D’autant que l’homme a rompu avec le PS avec pertes et fracas au début des années 2000. En cause ? Son positionnement à l’égard d’Israël et des juifs, déjà. Dans une note datée de 2001, il se positionnait sur le registre de l’efficacité électorale pour enjoindre les socialistes à quitter des positions jugées trop favorables à Israël alors que l’électorat à cibler serait plutôt, au vu du nombre, l’électorat musulman. C’était cynique, froid et arithmétiquement exact. Pourtant, aimer nager « dans les eaux glacées du calcul égoïste », c’est censé être de droite ça aussi… Visiblement, à gauche, on pratique fort bien la natation aussi. Mais ce qui est intéressant, c’était déjà l’argumentation de l’époque de M. Boniface: « Peut-on diaboliser Haider, et traiter normalement Sharon ? », écrivait-il. À l’époque, M. Haider était le dirigeant de l’extrême-droite autrichienne et ses sympathies pour le nazisme n’étaient pas ignorées. Un chercheur, censé donc avoir du recul sur ces questions, mettait sur le même plan le leader israélien et un Autrichien connu pour ses ambiguïtés envers le national-socialisme.
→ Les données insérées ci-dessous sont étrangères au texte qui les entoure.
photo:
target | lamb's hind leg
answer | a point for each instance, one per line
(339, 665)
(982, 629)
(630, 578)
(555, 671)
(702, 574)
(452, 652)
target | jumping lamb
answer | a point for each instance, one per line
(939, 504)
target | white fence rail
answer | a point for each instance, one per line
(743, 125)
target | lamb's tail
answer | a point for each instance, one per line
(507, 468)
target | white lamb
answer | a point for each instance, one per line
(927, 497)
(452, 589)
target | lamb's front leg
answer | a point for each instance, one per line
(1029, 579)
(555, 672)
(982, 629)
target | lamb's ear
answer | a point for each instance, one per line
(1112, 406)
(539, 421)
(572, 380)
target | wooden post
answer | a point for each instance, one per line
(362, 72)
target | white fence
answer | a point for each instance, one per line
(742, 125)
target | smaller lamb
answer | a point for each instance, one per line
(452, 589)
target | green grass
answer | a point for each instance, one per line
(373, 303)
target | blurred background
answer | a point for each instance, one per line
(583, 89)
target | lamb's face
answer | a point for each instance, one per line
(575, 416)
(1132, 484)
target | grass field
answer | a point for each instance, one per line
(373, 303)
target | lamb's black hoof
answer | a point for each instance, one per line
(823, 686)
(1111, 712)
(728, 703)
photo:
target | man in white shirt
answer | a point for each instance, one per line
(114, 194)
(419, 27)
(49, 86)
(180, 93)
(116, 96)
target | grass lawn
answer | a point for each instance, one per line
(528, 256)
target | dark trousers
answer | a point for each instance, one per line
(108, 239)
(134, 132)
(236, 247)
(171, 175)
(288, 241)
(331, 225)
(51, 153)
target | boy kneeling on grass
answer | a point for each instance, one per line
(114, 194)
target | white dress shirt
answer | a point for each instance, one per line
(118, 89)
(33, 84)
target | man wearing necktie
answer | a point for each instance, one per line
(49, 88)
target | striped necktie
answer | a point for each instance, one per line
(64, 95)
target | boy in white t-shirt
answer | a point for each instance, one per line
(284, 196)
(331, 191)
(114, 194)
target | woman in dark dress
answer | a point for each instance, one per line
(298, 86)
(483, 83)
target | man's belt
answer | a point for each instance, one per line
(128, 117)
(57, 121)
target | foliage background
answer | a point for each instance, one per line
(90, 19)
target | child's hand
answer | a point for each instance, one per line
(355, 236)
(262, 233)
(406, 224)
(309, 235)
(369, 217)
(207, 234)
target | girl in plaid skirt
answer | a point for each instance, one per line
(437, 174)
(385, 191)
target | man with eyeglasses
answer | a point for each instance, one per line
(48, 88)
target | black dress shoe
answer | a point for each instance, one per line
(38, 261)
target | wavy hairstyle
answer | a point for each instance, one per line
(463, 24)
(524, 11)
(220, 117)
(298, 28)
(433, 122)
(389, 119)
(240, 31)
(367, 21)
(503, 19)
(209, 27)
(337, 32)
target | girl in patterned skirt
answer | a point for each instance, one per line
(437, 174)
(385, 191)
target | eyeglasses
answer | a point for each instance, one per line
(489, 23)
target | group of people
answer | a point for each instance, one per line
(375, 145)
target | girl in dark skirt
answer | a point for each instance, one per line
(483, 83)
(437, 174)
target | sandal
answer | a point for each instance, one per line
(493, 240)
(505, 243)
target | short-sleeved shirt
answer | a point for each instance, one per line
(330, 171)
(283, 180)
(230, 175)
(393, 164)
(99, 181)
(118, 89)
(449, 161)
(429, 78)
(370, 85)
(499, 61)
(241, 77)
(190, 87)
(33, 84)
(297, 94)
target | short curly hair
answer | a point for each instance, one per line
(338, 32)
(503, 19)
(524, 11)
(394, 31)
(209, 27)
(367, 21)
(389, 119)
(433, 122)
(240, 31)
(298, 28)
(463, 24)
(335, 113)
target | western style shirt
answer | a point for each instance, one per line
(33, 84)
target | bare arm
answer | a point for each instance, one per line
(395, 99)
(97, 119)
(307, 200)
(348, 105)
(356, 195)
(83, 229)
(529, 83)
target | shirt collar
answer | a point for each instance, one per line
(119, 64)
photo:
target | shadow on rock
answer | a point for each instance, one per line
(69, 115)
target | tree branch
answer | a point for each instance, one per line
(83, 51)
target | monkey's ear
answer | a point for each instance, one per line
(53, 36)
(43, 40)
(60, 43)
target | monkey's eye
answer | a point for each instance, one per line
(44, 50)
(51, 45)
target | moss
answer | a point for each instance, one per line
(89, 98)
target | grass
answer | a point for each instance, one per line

Une position que diffusent aujourd’hui les éléments de langage de LFI ou des islamistes, prompts à traiter de nazis les juifs, pour leur contester la création de l’État d’Israël. Pascal Boniface, de son côté, proposait même, dans le journal suisse Le Temps en 2002, d’inscrire Israël dans la liste des pays de « l’axe du Mal ». Le ton était alors ironique, mais visiblement l’obsession déjà là. Et 22 ans après, elle est toujours là. Au point que pour n’être pas assez agressif envers Israël, le maire de Saint-Ouen est accusé par Pascal Boniface d’être un mauvais musulman. Le fondateur de l’IRIS donne ainsi raison en creux à tous ceux qui notent que la recrudescence des actes et des paroles antisémites n’est pas liée à l’extrême-droite, mais à l’expression décomplexée d’un antisémitisme culturel arabo-musulman. Visiblement, il déplore même qu’il ne s’exprime pas plus.